Description: This unused tinted photographic postcard is 3 1/2 x 5 1/2 inches. It has the words “Wilmington, N.C. Atlantic Coast Line General Offices” on the front. The image was taken looking West up Red Cross Street. The railroad offices are on the left. There are men, wagons, a sandwich board sign and barrels with trash in the image. The postcard has a smooth finish. It was produced by Hugh C. Leighton Co., Portland, Maine.
History: This postcard depicts the Atlantic Coast Line General Offices, which were located in Wilmington on Red Cross Street. Henry Bacon McKoy (1893-1991) donated this postcard to the Museum in 1984. Mr. McKoy wrote a book, Wilmington, N. C. — Do You Remember When?, and was an avid collector of local objects and lore. This postcard is one of the many hundreds of items Mr. McKoy donated to the Museum. After his death, his family members donated more of his collection to the Museum.

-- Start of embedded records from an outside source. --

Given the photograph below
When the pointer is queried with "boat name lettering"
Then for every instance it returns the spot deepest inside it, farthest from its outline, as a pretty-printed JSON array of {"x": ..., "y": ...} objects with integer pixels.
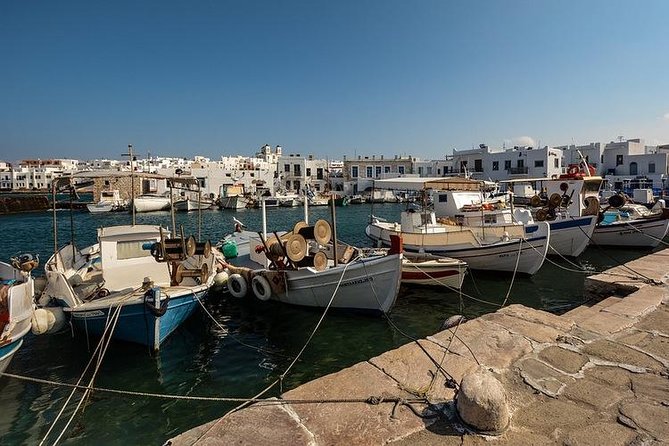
[{"x": 357, "y": 281}]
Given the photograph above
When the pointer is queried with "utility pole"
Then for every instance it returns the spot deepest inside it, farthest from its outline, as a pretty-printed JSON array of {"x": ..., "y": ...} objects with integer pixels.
[{"x": 132, "y": 181}]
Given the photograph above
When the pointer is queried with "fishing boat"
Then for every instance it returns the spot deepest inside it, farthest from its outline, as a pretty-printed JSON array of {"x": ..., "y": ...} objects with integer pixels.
[
  {"x": 133, "y": 273},
  {"x": 425, "y": 269},
  {"x": 151, "y": 203},
  {"x": 289, "y": 202},
  {"x": 17, "y": 288},
  {"x": 318, "y": 201},
  {"x": 190, "y": 204},
  {"x": 298, "y": 270},
  {"x": 357, "y": 199},
  {"x": 486, "y": 239},
  {"x": 570, "y": 206},
  {"x": 232, "y": 197},
  {"x": 109, "y": 201},
  {"x": 341, "y": 200},
  {"x": 631, "y": 225}
]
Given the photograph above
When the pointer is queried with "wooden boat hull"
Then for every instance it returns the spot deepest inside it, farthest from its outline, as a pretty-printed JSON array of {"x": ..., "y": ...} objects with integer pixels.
[
  {"x": 234, "y": 202},
  {"x": 368, "y": 284},
  {"x": 20, "y": 306},
  {"x": 644, "y": 233},
  {"x": 498, "y": 255},
  {"x": 571, "y": 236},
  {"x": 438, "y": 272},
  {"x": 136, "y": 324},
  {"x": 151, "y": 204}
]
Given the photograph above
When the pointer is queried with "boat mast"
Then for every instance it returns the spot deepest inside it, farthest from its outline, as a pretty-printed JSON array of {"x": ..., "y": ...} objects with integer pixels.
[{"x": 132, "y": 181}]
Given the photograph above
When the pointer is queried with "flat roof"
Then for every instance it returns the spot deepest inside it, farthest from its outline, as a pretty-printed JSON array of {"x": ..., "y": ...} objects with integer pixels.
[{"x": 435, "y": 183}]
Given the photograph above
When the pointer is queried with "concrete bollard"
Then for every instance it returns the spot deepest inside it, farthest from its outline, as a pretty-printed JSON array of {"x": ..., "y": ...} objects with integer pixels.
[{"x": 481, "y": 402}]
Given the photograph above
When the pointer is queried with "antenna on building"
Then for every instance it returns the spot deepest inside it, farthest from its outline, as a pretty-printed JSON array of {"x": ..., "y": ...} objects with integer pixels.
[{"x": 132, "y": 180}]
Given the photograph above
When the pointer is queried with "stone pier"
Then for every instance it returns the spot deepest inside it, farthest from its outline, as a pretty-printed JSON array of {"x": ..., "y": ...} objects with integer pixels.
[{"x": 595, "y": 375}]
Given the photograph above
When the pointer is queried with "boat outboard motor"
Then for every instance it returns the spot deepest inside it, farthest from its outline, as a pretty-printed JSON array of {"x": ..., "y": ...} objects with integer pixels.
[{"x": 616, "y": 201}]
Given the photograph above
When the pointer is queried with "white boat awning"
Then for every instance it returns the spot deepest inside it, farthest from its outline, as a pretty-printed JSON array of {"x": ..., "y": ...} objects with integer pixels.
[{"x": 435, "y": 183}]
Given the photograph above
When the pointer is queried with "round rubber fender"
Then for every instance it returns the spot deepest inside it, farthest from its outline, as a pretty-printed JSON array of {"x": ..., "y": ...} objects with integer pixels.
[
  {"x": 261, "y": 288},
  {"x": 237, "y": 285}
]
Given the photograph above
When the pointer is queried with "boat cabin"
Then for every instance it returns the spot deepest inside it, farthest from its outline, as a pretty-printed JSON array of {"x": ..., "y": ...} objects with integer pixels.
[{"x": 125, "y": 256}]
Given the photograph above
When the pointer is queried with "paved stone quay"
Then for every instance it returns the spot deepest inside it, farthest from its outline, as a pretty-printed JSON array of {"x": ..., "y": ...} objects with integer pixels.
[{"x": 596, "y": 375}]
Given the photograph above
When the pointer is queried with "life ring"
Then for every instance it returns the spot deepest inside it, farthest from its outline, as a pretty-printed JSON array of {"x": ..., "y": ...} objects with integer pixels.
[
  {"x": 261, "y": 288},
  {"x": 237, "y": 285},
  {"x": 153, "y": 304}
]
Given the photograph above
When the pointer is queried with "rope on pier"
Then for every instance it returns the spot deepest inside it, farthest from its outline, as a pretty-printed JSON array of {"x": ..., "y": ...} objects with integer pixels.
[
  {"x": 647, "y": 235},
  {"x": 283, "y": 375}
]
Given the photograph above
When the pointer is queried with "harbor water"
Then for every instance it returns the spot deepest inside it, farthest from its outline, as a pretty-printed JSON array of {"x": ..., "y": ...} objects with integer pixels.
[{"x": 250, "y": 344}]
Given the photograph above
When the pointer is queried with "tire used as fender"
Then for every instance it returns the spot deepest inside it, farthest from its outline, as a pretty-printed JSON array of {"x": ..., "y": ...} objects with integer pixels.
[{"x": 261, "y": 288}]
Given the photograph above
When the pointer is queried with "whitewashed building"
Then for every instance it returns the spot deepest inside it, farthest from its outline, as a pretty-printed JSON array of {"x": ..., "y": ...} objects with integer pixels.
[{"x": 518, "y": 162}]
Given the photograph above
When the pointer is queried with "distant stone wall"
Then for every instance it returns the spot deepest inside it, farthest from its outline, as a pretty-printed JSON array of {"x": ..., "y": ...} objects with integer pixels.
[{"x": 28, "y": 203}]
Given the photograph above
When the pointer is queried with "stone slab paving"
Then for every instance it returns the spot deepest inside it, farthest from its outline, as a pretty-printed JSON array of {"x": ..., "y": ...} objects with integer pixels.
[{"x": 600, "y": 379}]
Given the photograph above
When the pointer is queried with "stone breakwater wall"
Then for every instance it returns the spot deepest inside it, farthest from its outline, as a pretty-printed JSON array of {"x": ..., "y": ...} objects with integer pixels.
[
  {"x": 26, "y": 203},
  {"x": 598, "y": 374}
]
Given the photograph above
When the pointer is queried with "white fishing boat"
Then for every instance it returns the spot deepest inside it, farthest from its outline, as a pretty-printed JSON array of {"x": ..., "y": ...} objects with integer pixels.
[
  {"x": 17, "y": 288},
  {"x": 357, "y": 199},
  {"x": 133, "y": 273},
  {"x": 289, "y": 202},
  {"x": 151, "y": 203},
  {"x": 570, "y": 206},
  {"x": 424, "y": 269},
  {"x": 632, "y": 225},
  {"x": 486, "y": 239},
  {"x": 190, "y": 204},
  {"x": 232, "y": 197},
  {"x": 354, "y": 282},
  {"x": 318, "y": 201},
  {"x": 235, "y": 202},
  {"x": 109, "y": 201}
]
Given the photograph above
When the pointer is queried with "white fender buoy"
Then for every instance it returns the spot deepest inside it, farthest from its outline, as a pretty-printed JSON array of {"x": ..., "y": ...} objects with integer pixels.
[
  {"x": 221, "y": 279},
  {"x": 261, "y": 288},
  {"x": 237, "y": 285},
  {"x": 47, "y": 320}
]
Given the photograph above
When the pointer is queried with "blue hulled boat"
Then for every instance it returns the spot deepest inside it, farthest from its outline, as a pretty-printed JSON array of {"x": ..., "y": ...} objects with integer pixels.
[
  {"x": 16, "y": 308},
  {"x": 150, "y": 284}
]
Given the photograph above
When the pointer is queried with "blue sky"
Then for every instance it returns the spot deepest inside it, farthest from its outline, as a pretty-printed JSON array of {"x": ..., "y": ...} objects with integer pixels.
[{"x": 82, "y": 79}]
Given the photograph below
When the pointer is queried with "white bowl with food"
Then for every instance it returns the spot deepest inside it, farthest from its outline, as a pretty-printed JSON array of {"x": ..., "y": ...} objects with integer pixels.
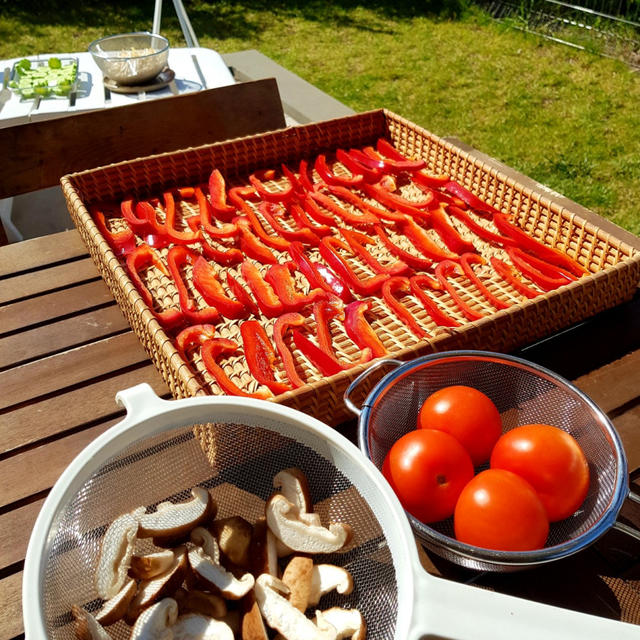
[{"x": 131, "y": 58}]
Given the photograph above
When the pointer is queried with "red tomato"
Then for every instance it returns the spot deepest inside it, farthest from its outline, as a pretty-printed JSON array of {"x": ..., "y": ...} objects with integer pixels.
[
  {"x": 468, "y": 415},
  {"x": 500, "y": 510},
  {"x": 428, "y": 469},
  {"x": 551, "y": 460}
]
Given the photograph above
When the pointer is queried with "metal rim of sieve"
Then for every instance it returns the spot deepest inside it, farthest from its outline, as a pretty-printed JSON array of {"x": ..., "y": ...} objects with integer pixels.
[{"x": 477, "y": 557}]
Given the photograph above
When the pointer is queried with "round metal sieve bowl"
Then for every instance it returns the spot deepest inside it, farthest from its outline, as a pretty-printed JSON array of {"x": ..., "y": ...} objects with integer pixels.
[
  {"x": 524, "y": 393},
  {"x": 131, "y": 58}
]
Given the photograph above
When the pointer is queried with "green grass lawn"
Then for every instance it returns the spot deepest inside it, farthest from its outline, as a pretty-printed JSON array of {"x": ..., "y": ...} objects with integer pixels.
[{"x": 567, "y": 118}]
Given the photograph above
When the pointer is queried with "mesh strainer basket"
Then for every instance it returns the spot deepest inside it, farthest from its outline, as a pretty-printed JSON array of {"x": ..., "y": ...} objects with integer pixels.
[
  {"x": 233, "y": 447},
  {"x": 524, "y": 393}
]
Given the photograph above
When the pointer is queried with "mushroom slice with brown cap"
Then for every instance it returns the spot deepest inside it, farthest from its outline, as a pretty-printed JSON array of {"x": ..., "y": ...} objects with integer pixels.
[
  {"x": 172, "y": 521},
  {"x": 155, "y": 622},
  {"x": 115, "y": 554},
  {"x": 215, "y": 576},
  {"x": 145, "y": 567},
  {"x": 86, "y": 627},
  {"x": 282, "y": 616},
  {"x": 349, "y": 623},
  {"x": 326, "y": 578},
  {"x": 284, "y": 520},
  {"x": 116, "y": 608},
  {"x": 162, "y": 586},
  {"x": 194, "y": 626}
]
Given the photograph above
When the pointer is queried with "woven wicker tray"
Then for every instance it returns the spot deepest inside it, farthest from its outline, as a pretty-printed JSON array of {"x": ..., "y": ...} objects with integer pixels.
[{"x": 613, "y": 266}]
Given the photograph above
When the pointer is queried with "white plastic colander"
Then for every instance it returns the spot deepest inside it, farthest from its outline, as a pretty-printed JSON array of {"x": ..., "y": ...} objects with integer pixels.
[{"x": 234, "y": 446}]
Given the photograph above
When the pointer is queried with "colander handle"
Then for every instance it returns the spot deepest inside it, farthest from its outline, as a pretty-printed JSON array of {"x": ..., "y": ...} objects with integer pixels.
[{"x": 365, "y": 374}]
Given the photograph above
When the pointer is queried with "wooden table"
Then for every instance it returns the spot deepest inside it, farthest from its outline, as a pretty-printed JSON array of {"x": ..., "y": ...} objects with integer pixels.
[{"x": 66, "y": 349}]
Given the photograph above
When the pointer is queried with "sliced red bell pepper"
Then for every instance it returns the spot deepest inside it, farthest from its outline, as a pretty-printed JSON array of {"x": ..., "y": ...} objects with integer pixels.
[
  {"x": 121, "y": 242},
  {"x": 413, "y": 261},
  {"x": 217, "y": 193},
  {"x": 385, "y": 148},
  {"x": 527, "y": 243},
  {"x": 261, "y": 356},
  {"x": 330, "y": 177},
  {"x": 363, "y": 219},
  {"x": 251, "y": 245},
  {"x": 359, "y": 329},
  {"x": 506, "y": 272},
  {"x": 177, "y": 257},
  {"x": 325, "y": 364},
  {"x": 420, "y": 239},
  {"x": 469, "y": 198},
  {"x": 279, "y": 330},
  {"x": 304, "y": 235},
  {"x": 227, "y": 230},
  {"x": 265, "y": 296},
  {"x": 449, "y": 234},
  {"x": 444, "y": 269},
  {"x": 206, "y": 282},
  {"x": 358, "y": 242},
  {"x": 210, "y": 351},
  {"x": 279, "y": 277},
  {"x": 194, "y": 335},
  {"x": 142, "y": 257},
  {"x": 402, "y": 285},
  {"x": 364, "y": 286},
  {"x": 281, "y": 195},
  {"x": 466, "y": 260}
]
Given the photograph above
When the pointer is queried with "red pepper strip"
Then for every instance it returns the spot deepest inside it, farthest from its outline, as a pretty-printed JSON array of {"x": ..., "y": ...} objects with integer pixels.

Wilmington has a long railroading history. The first railroads came into the region in the 1840s. At the time of its opening, what came to be known as the Wilmington and Weldon Railroad was the longest rail line in the country, stretching 161 miles. The Wilmington and Weldon, along with Virginia’s Petersburg Railroad and more than 100 other companies, merged into the Atlantic Coast Line Railroad by the end of the 19th century. The Atlantic Coast Line Railroad system owned more than 5,000 miles of track in Virginia, North Carolina, South Carolina, Georgia, and Florida.
The Atlantic Coast Line was headquartered in Wilmington until 1960, when its main offices moved to Florida. Before the move, the company was one of the city’s largest employers, and the corporate offices, centered around Red Cross and Front streets, dominated the north side of downtown.